Les accords à intervenir entre les trois parties en cause ne furent définitivement conclus qu'au début de l'année 1892. La lettre d'engagement de la Maison Worms vis-à-vis de la Compagnie du canal porte la date du 15 février 1892.
Au cours des négociations celle-ci avait consenti à limiter à 100 passages la durée de la garantie. Entre-temps MM. Marcus Samuel & Co. avaient déjà sensiblement augmenté, par une nouvelle commande de 6 navires à livrer en 1893, la flotte qu'ils comptaient utiliser. Ils espéraient faire de 15 à 20 traversées dès cette même année et qu'avant 1895, leur commerce aurait pris le développement qu'ils prévoyaient. Ils soulignaient, à l'appui de leur optimisme le fait que les acheteurs n'osaient déjà pas risquer des expéditions par voiliers de peur qu'elles n'aient pas le temps d'arriver avant que les navires citernes aient débarqué du pétrole en vrac.
Une puissante organisation était en voie d'organisation le gouvernement des Indes anglaises avait autorisé la création à Calcutta, Madras, Hong-Kong, de réservoirs destinée à l'emmagasinage du pétrole, analogues a ceux qui existaient à Londres, Rouen, Dunkerque, Calais, etc., pour les pétroles d'Amérique. Les gouvernements siamois et japonais avaient pris des décisions du même genre. Des démarches avaient été entreprises auprès des autorités de la Cochinchine pour obtenir la permission d'acquérir un terrain et d'y établir un réservoir.
En compensation des engagements que la Maison Worms avait pris à leur profit vis-à-vis de la Compagnie du canal, MM. Marcus Samuel & Co. lui donnaient, entre autres choses, toutes leurs affaires dans le canal de Suez et les fournitures de charbon dont ils auraient besoin à Constantinople, Aden et Colombo. Arrangements financiers. En 1888 prirent fin les relations de la Maison Worms avec MM. Ed. Lazard & Cie de Londres, qui n'avaient cessé d'exister depuis que ceux-ci avaient pris, en 1855, la suite des affaires de la Maison Marc Goudchaux & Cie. Ces relations consistaient en tirages assez réguliers des succursales de la Maison Worms de Port-Saïd et de Suez, pour les demandes de papier sur Londres qui leur étaient adressées. La succursale de Cardiff était également accréditée auprès de MM. Ed. Lazard & Cie pour un montant déterminé.

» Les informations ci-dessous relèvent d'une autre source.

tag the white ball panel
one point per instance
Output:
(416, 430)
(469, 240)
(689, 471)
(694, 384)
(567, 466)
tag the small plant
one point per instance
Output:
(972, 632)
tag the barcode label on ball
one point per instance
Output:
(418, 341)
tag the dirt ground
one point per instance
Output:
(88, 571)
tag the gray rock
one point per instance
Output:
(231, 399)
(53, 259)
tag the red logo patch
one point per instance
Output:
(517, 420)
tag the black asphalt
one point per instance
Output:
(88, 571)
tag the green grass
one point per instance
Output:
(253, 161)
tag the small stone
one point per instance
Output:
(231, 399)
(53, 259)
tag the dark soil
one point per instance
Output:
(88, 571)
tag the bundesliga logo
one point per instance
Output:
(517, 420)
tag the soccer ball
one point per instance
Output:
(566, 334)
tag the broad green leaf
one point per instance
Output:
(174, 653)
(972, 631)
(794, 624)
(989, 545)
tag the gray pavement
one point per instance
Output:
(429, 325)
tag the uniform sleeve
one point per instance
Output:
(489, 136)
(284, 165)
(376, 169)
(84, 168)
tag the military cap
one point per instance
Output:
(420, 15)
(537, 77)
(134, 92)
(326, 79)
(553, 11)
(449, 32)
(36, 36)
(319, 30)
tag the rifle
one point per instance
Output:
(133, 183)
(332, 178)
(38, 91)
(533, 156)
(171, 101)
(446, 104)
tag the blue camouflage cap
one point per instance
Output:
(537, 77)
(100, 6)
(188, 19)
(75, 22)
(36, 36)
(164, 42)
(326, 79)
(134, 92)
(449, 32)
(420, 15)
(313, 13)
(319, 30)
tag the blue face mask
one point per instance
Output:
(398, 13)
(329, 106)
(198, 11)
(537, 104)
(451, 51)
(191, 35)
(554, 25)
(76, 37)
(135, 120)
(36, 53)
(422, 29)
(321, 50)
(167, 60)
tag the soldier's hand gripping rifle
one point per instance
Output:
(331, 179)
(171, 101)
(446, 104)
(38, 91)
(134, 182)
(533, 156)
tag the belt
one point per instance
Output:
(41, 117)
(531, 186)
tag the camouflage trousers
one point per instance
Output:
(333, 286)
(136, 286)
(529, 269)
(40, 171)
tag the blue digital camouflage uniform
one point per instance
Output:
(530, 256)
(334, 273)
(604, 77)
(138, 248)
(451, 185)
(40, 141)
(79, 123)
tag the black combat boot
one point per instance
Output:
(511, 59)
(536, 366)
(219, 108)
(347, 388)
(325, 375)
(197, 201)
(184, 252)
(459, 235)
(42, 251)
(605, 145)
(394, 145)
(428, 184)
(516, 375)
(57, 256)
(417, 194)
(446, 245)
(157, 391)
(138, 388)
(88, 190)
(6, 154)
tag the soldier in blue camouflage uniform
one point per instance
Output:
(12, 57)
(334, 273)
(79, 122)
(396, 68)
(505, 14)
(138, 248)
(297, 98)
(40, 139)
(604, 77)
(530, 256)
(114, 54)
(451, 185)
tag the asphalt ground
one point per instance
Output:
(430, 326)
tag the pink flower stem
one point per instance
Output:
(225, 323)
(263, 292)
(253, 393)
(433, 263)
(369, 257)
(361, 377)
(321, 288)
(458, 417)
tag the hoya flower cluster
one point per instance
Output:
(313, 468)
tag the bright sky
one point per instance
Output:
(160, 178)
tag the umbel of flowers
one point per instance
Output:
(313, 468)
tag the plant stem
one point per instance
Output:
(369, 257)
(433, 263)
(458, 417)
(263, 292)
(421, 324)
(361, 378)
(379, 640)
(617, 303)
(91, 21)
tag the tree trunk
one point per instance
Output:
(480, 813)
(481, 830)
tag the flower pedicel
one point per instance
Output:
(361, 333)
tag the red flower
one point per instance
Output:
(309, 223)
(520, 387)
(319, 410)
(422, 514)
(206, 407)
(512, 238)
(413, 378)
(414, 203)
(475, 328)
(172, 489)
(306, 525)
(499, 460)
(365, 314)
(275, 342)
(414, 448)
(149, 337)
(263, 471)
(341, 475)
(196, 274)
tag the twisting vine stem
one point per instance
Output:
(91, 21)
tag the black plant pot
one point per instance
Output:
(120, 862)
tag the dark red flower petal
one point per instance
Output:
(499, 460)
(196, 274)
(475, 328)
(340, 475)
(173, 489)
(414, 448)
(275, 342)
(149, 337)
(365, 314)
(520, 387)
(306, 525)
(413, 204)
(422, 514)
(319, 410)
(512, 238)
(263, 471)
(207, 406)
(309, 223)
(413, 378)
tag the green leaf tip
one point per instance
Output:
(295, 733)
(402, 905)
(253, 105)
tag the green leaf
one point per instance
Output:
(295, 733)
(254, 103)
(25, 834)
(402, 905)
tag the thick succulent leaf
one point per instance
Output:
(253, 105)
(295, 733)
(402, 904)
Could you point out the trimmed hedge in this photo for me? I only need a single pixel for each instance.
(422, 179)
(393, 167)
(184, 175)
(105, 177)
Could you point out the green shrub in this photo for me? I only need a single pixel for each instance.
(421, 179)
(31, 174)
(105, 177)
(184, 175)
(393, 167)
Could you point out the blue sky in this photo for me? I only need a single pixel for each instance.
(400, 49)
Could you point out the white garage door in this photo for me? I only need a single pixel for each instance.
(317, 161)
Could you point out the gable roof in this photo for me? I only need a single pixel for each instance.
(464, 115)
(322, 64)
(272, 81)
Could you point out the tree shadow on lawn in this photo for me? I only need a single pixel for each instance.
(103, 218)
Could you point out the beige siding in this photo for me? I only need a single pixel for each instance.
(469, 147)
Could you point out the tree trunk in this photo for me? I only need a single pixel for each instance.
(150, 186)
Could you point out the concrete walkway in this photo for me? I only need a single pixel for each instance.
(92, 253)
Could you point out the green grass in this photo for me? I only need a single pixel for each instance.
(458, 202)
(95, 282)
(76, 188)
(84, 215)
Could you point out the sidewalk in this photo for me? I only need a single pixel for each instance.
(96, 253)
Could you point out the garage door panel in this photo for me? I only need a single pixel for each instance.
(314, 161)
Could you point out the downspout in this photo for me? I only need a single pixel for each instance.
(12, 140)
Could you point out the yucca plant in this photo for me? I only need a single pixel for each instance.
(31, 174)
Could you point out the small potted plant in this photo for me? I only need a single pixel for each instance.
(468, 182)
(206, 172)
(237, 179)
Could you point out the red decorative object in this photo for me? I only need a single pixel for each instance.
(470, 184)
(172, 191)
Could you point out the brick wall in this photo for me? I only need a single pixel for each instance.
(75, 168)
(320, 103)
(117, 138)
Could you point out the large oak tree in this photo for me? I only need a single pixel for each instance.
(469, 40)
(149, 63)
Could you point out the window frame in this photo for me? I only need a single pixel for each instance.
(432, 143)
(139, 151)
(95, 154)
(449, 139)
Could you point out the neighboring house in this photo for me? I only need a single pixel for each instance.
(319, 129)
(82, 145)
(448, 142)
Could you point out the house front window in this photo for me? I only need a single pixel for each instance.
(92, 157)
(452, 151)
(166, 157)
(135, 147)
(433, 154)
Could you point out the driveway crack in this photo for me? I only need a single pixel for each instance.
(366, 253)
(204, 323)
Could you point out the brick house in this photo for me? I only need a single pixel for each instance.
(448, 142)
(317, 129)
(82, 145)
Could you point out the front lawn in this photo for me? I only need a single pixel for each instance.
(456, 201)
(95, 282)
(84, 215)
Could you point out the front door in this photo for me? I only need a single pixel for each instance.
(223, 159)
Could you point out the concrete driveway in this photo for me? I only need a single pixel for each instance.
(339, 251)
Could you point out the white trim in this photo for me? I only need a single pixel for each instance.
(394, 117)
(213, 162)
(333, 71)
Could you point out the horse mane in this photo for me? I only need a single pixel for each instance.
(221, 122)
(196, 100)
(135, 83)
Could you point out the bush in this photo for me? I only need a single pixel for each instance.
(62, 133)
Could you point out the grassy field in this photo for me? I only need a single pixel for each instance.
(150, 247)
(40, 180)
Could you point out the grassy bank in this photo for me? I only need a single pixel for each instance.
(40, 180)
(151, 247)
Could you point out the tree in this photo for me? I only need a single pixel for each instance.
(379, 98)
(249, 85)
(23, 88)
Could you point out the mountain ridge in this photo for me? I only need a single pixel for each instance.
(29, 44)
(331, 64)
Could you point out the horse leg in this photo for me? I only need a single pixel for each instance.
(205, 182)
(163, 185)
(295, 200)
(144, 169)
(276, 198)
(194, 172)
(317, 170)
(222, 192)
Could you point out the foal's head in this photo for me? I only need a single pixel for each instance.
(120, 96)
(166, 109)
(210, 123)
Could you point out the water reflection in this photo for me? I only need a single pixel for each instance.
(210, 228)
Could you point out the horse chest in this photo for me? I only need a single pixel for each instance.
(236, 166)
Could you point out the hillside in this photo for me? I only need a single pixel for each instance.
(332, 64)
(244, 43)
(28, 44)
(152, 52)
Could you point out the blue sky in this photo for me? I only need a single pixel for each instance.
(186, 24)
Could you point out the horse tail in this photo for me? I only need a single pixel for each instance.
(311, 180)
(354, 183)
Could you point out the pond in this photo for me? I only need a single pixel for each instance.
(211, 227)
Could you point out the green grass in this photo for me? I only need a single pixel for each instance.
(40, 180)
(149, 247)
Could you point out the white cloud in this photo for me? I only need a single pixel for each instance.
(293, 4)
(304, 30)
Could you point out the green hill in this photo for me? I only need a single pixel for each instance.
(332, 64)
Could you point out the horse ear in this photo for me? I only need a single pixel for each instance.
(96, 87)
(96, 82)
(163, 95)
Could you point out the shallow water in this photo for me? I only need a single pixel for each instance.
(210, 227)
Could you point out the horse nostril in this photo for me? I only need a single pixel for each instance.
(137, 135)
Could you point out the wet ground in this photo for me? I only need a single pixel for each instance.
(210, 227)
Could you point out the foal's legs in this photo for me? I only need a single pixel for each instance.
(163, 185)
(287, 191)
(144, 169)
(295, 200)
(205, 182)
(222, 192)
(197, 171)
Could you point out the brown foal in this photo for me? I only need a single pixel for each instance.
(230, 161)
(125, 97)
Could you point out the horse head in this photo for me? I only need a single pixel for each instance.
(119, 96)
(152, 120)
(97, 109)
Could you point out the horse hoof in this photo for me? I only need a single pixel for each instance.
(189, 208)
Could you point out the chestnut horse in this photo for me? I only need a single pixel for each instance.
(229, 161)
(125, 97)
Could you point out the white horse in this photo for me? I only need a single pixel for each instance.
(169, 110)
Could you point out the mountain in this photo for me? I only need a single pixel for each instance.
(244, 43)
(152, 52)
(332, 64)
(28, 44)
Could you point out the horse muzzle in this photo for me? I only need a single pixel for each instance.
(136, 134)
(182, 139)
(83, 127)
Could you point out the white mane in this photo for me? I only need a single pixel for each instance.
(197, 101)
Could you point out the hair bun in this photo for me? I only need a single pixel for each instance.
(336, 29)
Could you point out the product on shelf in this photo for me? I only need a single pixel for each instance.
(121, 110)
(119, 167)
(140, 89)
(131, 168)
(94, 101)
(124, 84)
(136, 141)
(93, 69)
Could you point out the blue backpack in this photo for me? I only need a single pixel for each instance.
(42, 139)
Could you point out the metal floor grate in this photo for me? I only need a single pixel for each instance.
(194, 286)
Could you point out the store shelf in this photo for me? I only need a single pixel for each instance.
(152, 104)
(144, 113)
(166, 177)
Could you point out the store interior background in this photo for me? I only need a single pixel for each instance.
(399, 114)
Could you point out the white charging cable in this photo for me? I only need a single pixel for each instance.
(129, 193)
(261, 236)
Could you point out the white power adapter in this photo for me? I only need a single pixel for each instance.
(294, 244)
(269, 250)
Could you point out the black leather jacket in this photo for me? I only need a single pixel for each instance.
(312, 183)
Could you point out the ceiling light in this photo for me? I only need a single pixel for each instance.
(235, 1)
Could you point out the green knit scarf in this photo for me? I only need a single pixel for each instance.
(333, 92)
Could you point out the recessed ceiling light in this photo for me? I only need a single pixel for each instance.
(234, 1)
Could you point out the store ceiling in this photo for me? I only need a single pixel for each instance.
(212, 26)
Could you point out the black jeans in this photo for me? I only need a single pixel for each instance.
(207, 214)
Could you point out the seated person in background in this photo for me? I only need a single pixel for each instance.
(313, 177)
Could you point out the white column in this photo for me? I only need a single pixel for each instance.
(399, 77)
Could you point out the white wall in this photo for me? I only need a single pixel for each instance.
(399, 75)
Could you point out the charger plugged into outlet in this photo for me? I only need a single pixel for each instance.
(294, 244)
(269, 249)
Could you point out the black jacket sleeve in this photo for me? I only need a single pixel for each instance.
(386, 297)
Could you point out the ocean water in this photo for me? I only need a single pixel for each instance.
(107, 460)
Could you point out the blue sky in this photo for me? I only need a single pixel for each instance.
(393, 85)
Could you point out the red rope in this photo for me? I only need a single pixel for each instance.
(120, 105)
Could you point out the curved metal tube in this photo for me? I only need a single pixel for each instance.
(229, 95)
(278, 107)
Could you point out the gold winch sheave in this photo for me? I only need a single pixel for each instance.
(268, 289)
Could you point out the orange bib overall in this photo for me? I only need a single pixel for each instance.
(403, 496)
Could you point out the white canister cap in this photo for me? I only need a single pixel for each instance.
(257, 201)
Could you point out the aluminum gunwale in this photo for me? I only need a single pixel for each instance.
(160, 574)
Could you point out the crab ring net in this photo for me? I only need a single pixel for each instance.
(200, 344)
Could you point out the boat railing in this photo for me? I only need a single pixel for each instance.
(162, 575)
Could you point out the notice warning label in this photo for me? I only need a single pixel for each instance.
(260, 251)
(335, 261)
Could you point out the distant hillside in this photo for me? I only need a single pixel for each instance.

MM. Samuel Montagu & Co. à qui M. Ed. Lazard avait cédé ses affaires continuèrent à être les correspondants de la Maison Worms pour ces opérations jusqu'en 1890. A partir de cette date, elles furent confiées au Comptoir national d'escompte de Paris pour être effectuées par l'intermédiaire de son agence de Londres. Marseille
L'ouverture du canal de Suez avait rendu à la Méditerranée l'importance qu'elle avait perdue au XVe siècle comme route des Indes.
- Marseille en bénéficiait largement. Lorsque fut promulguée la loi du 29 janvier 1881, instituant le régime des primes à la navigation maritime et à la construction des navires sur laquelle on fondait de grands espoirs pour le développement de la marine marchande française, la Maison Worms décida de réorganiser sa succursale de Marseille et d'y reprendre les affaires de charbon qu'elle y avait délaissées depuis plusieurs années. Elle se mit d'accord avec MM. James Burness & Sons pour tenter d'y développer les fournitures à la navigation et entreprit une active propagande auprès des armements français et étrangers. Elle calqua la nouvelle organisation de sa succursale sur celle de Port-Saïd et conclut un accord avec la mine Nixon's Navigation pour faire du charbon de cette mine l'objet exclusif de ses livraisons.
La clientèle de la Compagnie P & O y devint un élément important de ses affaires.
Pour aider le développement de sa succursale, elle autorisa celle-ci à s'occuper de consignation de marchandises et de navires, mais tenant à exclure toute idée de spéculation elle limita son rôle pour les marchandises à la simple réception pour vente sur consignation, sans "del credere".
Agence des dépôts étrangers - Contrats pour fournitures de charbon de soutes
En même temps qu'elle augmentait le nombre de ses dépôts, la Maison Worms devint l'agent d'un grand nombre de dépôts étrangers.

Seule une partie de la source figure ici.